A strip club in Albany is making the case today to the state's highest court that exotic dancing is a performance art and should be exempt from paying sales taxes.
Nite Moves gentleman's club owes $124,000 in sales tax from its "couch performances," or lap dances, done by the strippers employed there. The case has been moving up through New York's court system since last year, but now the club is arguing to the state's highest court that those dances are "live dramatic or musical arts performances" and hence, should be given the same tax breaks that ballet or theater companies receive.
"I predict if we have to get four votes out of seven, we will get four out of seven," W. Andrew McCullough, an attorney for Nite Moves, boasted to Metro after court. "We're going to win. I would say that some judges felt the government isn't in the business of deciding [whether stripping is art] and that's our position."

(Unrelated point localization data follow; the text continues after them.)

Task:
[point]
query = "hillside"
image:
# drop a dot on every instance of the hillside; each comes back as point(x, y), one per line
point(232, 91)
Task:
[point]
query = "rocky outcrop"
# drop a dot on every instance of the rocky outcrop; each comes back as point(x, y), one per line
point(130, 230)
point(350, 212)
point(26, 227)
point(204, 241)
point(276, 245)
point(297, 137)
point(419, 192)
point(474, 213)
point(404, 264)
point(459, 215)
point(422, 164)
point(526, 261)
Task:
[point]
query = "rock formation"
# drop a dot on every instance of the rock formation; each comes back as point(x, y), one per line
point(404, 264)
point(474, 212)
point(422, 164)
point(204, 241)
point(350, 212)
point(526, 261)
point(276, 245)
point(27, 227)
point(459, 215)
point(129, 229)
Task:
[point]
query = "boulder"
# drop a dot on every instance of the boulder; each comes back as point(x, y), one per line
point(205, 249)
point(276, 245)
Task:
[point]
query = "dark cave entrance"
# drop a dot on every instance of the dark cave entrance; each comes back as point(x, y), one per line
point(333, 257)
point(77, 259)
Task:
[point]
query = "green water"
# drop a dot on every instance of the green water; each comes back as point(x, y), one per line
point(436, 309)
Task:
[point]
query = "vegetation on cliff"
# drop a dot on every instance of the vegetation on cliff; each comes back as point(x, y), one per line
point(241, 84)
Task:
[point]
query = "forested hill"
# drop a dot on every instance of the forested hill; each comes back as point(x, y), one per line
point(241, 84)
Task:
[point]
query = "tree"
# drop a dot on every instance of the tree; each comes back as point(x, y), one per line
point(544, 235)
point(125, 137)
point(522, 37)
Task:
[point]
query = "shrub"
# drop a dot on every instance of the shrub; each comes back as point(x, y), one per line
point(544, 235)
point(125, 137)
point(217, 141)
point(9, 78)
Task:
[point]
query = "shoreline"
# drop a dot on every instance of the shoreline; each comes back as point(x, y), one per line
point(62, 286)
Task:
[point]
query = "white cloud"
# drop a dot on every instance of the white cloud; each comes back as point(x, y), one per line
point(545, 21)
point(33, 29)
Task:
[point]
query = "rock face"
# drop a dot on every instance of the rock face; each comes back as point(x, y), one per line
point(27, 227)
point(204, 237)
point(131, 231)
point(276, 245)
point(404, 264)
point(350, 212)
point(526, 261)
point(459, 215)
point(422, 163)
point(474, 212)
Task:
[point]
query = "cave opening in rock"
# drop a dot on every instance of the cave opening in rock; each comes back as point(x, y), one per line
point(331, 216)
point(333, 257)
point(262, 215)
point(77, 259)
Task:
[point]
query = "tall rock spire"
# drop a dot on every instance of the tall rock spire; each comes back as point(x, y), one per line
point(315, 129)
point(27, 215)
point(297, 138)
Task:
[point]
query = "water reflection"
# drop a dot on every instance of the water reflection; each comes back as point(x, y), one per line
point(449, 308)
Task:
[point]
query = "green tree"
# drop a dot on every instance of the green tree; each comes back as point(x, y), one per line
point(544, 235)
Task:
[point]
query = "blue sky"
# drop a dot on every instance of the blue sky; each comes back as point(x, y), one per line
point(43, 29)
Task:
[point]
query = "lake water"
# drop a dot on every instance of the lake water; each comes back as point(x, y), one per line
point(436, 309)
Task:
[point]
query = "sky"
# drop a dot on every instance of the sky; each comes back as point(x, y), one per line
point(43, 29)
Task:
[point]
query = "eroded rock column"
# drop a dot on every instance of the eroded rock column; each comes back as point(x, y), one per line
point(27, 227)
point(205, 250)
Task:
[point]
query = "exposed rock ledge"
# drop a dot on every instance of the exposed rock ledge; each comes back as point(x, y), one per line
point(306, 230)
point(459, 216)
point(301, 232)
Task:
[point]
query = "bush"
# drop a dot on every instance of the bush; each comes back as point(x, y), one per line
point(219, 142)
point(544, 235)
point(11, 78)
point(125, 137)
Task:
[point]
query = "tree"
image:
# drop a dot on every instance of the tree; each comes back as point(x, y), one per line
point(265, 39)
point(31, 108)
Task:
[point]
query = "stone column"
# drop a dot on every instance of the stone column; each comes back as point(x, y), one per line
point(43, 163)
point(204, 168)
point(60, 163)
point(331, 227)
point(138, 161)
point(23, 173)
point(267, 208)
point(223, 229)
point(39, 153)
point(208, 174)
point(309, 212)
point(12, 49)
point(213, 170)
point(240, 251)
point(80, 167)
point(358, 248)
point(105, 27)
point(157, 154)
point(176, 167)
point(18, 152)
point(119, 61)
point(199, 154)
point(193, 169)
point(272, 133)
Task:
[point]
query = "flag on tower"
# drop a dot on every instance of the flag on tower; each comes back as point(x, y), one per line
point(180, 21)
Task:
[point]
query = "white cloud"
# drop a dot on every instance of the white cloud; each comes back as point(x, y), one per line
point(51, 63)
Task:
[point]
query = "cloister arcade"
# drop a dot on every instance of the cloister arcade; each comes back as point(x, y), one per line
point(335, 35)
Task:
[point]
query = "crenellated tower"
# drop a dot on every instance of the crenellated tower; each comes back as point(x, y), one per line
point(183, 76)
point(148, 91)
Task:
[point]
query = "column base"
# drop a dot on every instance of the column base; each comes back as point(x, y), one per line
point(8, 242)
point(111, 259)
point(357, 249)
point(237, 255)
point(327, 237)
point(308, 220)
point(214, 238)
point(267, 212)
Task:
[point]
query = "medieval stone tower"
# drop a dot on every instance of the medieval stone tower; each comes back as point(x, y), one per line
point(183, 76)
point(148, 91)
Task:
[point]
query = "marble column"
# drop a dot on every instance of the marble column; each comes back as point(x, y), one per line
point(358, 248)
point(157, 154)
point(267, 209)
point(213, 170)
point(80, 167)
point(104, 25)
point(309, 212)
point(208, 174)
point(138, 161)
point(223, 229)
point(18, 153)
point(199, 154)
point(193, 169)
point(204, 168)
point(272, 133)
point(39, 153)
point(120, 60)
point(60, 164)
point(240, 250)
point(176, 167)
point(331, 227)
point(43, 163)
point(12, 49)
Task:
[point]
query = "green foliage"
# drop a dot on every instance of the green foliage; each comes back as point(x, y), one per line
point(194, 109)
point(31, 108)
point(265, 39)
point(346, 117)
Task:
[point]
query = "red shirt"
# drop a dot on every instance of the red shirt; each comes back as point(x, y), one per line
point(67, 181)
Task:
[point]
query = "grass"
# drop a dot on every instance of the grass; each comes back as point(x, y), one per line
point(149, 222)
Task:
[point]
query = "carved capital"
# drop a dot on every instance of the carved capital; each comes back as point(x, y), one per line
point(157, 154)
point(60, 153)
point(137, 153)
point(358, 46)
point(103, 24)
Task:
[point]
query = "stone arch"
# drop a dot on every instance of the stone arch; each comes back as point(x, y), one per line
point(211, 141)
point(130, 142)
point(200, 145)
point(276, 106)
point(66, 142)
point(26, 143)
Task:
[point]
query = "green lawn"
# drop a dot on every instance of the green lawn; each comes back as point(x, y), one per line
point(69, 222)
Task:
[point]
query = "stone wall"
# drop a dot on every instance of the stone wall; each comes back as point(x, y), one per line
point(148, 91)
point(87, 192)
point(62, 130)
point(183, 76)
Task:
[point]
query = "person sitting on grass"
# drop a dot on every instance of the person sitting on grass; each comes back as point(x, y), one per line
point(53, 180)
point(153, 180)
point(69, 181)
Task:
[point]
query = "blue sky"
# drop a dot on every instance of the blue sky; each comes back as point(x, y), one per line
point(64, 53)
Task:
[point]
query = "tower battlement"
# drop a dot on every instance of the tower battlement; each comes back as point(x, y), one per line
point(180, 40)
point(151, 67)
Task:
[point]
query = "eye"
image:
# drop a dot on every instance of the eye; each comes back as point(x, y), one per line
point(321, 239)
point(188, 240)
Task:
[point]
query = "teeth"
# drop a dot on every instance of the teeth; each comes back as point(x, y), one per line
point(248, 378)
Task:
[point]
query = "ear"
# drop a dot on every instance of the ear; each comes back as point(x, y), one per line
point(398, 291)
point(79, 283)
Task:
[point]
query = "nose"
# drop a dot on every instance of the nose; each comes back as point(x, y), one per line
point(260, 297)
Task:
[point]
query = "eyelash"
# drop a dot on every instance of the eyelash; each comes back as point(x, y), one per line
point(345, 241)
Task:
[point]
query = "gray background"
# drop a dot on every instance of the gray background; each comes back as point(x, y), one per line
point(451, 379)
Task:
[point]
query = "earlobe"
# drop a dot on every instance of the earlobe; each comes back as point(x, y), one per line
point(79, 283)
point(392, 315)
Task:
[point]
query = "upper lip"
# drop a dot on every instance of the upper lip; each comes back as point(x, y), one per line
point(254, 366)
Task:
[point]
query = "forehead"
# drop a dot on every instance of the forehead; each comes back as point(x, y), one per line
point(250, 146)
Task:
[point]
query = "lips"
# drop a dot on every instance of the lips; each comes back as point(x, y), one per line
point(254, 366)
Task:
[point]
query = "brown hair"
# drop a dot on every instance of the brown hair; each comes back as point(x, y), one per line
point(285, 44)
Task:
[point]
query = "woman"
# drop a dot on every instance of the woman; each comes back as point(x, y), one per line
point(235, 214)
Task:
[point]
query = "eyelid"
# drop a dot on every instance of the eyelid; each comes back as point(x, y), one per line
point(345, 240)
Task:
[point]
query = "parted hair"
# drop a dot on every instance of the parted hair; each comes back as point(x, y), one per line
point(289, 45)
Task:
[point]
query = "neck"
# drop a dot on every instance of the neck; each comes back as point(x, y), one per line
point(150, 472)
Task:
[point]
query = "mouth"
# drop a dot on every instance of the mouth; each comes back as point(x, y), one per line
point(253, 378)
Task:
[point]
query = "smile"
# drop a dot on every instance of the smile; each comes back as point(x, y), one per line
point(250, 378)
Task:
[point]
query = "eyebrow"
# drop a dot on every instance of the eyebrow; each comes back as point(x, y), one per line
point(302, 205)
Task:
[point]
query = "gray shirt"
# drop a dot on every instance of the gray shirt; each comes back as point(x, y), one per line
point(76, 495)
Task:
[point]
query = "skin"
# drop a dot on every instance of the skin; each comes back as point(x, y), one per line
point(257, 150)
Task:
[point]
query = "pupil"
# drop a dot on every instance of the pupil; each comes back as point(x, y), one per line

The controversial case has caught the attention of those who have personally taken a twirl on the pole in New York City.
Bonnie Denn, a former exotic dancer who now produces Le Scandal Cabaret at a theater in Midtown West, said that while a stripper can make her performance artistic, the audience isn't always going to see it that way.
"I've seen a lot of artistic things in strip clubs, especially in New York City where a lot of people are doing it on the side to pay for their dance lessons or acting classes," Denn told Metro. "But the intention of the people that go there is usually not for art."
Scores, an upscale gentleman's club in Chelsea, charges sales tax on alcohol, entrance fees and dining. But most private dances are done by independent performers who are not employees of the club, making them responsible for handling their own taxes, explained Steve Jaffe, director of acquisitions and licensing for Scores.
"Maybe what they have to do in Albany is wear ballet slippers when they're stripping, I don’t know," joked Jaffe. "I would say if belly dancing is an art, than this should be an art."
But art, however, is not so easily defined, especially when it comes to what goes on in strip clubs, Denn added.
"I've seen a lot of things that I didn’t really think were art. I thought it was more like exhibitionism," Denn said. "But who am I to say what's art?"
The judges will likely issue their ruling on Nite Moves' case next month.
McCullough said he can't predict whether the court's ruling will have implications for all New York strip clubs, especially because Nite Moves doesn't have a liquor license, unlike many other gentleman's clubs.
"There are issues regarding the sale of alcohol that could muck it up for certain people," he said. "Until we read the decision, we won’t know which direction to go in."